Emily was born with the ability to pass through walls painted purple. Besides that, she was a homely child, quiet and
easily upset, who, like most children who have a knack for tiny details, cultivated a dark and lonesome temperament.
For example, I once found her in the upstairs closet crunching the hard grains of uncooked Minute Rice in complete
darkness. Her favorite game of make believe was to be struck by lightening on an ill-fated hunting expedition deep
in the jungles of a twilight South America. For hours she would lie motionless on the floor of her room with her
uneven arms (the right longer than the left) paralyzed in death's position against the throw rug pretending her corpse
was being swallowed by one of the giant Anacondas of the Amazon. When mother bought her a purple jumpsuit she
wore it exclusively.
During her late teens, Emily undeservedly gained a reputation within the cryptic social circle which was the High
School marching band. Surprisingly, Emily used this situation to develop a cruel sense of humor. She would tease
the stray, slightly overweight boys she brought home until they left our front door dripping tears onto their black
instrument cases or clutching sheet music gravely against the copper buttons of their uniforms. I remember several
episodes: Emily lured one victim into our damp, gothic basement then locked him inside until mother came home.
Another was enticed into eating a piece of chocolate covered dog food. In the most famous incident, JoJo Turner
(lead cello, mullet, dungeon master), was suddenly pushed outside Emily's bedroom door screaming for his homemade
Ouija board. Poor JoJo spent that wet November afternoon in our swampy backyard, pleading for Emily to throw the
board, which contained the spirit of a deceased friend (see "Suicide Solution," track one, side two of Blizzard of Oz),
down from the tower of her bedroom window. Emily was as stubborn as she was cruel. Despite Jo Jo's pleas, he ended
up staggering home, cursing in Wiccan, defeated. She finally returned the board, torn to pieces and gift wrapped, many
months later, at their High School Graduation party. By all accounts the spirit had departed, and Emily's reputation had
long since been restored.
One summer, without warning, Emily began seeing an older man. Steve was forty-two, a plump, mustached night
security guard at the downtown aquarium who shared her passion for breeding reptiles. Thinking about it now, Emily
seemed a changed person during the first few months of their courtship. She passed into a sort of easy, solemn happiness.

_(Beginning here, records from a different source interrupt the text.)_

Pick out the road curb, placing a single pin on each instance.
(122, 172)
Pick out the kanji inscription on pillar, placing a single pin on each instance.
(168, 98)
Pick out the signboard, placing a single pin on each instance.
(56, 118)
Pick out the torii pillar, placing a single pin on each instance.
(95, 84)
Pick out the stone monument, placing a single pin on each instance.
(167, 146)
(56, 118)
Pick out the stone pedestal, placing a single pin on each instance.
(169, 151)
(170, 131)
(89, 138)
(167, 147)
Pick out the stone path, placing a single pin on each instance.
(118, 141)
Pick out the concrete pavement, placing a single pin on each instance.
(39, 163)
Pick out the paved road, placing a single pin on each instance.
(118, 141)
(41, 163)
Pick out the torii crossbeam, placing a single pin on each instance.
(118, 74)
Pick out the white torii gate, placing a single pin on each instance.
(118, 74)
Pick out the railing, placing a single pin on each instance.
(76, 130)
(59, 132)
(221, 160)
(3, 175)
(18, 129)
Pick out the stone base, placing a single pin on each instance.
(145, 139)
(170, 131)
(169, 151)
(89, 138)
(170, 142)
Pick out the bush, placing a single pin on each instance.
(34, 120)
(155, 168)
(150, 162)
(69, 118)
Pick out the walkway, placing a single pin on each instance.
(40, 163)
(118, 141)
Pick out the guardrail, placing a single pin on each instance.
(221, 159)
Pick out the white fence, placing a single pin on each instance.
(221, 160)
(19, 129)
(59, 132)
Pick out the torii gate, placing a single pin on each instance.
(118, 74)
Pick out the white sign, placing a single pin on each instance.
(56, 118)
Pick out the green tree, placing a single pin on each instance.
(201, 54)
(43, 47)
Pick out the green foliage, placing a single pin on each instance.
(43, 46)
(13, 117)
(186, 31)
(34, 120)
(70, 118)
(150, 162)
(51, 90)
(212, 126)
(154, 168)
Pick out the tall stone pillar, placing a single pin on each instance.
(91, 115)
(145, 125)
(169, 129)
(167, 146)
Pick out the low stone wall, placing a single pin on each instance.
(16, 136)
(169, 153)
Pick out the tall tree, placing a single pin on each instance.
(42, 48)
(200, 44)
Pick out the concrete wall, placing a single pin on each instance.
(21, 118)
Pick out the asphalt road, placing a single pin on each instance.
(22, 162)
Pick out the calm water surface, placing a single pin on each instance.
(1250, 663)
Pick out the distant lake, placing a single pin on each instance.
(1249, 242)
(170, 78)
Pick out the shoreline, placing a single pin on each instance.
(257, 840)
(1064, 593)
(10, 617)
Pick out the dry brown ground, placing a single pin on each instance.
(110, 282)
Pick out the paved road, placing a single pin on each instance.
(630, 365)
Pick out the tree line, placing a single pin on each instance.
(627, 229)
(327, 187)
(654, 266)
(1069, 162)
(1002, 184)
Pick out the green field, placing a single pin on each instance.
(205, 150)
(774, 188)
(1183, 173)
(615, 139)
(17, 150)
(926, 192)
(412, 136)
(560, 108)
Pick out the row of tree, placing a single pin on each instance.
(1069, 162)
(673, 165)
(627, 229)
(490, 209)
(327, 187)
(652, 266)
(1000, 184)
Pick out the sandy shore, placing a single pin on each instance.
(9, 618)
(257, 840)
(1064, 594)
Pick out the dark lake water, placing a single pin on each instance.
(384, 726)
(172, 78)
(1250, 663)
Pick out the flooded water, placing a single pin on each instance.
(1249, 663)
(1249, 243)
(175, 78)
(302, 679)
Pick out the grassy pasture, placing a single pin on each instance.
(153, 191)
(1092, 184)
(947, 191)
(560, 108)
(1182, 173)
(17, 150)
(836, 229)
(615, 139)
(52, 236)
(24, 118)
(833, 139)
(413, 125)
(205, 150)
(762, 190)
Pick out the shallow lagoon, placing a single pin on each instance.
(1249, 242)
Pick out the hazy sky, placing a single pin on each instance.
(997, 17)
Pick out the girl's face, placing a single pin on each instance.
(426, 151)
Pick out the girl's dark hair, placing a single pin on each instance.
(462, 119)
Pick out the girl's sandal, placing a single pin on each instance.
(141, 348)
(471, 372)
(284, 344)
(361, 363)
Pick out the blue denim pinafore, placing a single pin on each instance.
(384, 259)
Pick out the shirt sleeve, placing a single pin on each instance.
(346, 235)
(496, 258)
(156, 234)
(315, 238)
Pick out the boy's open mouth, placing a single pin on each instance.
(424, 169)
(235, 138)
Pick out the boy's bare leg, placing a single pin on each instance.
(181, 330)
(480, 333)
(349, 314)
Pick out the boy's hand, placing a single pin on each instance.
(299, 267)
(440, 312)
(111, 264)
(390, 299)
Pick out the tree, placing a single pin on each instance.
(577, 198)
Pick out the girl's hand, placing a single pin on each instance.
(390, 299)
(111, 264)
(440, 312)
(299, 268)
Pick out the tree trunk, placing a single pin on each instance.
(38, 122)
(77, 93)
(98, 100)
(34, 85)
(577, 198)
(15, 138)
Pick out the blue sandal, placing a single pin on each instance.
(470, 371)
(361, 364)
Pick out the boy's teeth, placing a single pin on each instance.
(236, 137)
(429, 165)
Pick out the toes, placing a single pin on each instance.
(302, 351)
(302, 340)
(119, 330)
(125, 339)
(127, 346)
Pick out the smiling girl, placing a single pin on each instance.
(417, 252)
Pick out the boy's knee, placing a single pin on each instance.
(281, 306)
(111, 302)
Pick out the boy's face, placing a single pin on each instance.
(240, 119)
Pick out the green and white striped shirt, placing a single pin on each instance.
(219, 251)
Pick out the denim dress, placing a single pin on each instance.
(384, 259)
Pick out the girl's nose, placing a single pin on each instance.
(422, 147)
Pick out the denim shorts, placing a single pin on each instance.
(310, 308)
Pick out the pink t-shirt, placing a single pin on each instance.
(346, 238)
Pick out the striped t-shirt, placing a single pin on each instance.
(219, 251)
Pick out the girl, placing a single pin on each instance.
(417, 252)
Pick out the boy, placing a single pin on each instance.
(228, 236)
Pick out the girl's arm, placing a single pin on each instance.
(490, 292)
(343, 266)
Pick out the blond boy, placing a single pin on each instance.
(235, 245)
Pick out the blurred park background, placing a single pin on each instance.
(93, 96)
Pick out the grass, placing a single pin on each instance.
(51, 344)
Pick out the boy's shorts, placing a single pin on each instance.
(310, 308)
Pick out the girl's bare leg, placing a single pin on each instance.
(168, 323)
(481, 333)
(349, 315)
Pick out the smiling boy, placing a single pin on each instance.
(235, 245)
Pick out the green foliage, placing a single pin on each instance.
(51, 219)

Gone were the cruel streaks of her youth. She even began painting again, producing several large portraits of pastel
colored unicorns grazing on dark green grass under the light of a full moon. During those late August evenings, she and
Steve would spend long hours together, watching game shows from opposite corners of the sofa as the warm mating calls
of crickets drifted in through the screen door.
Eventually the two were married in a small courtroom ceremony by a Justice of the Peace. Emily moved the entire
contents of her bedroom into Steve's home then promptly miscarried. Later that year, while taking his afternoon nap, Steve
was bitten by a rattlesnake that had crawled under his great-grandmother's afghan. Before the ambulance arrived, he had
died in Emily's uneven arms. A day after the funeral, Emily painted every room in the house dark purple, an idea that Steve
had (understandably) never been fond of. She spent the last few days of her life drifting through the walls of her home
like a living ghost, eating grapes straight from the stem and whispering into the slick skin of her snakes.
As you may already know, Emily committed suicide. We found her hanging headless from the purple ceiling.
Underneath her gently swinging feet, a wooden chair lay kicked on the carpet next to the purple pool of her discarded
jumpsuit. It was an ugly, haunting vision: from the shoulders upwards the sliver of her neck melted into the bruise-colored
wood. In the attic, her bloated, purple head sprouted from green rug like the knob of a rotting onion. The suicide note
was grim and to the point, written in Emily's perfect, sober hand:
1. You will have to call a carpenter.
2. I prefer cremation.
3. Please, free the snakes somewhere near the levee.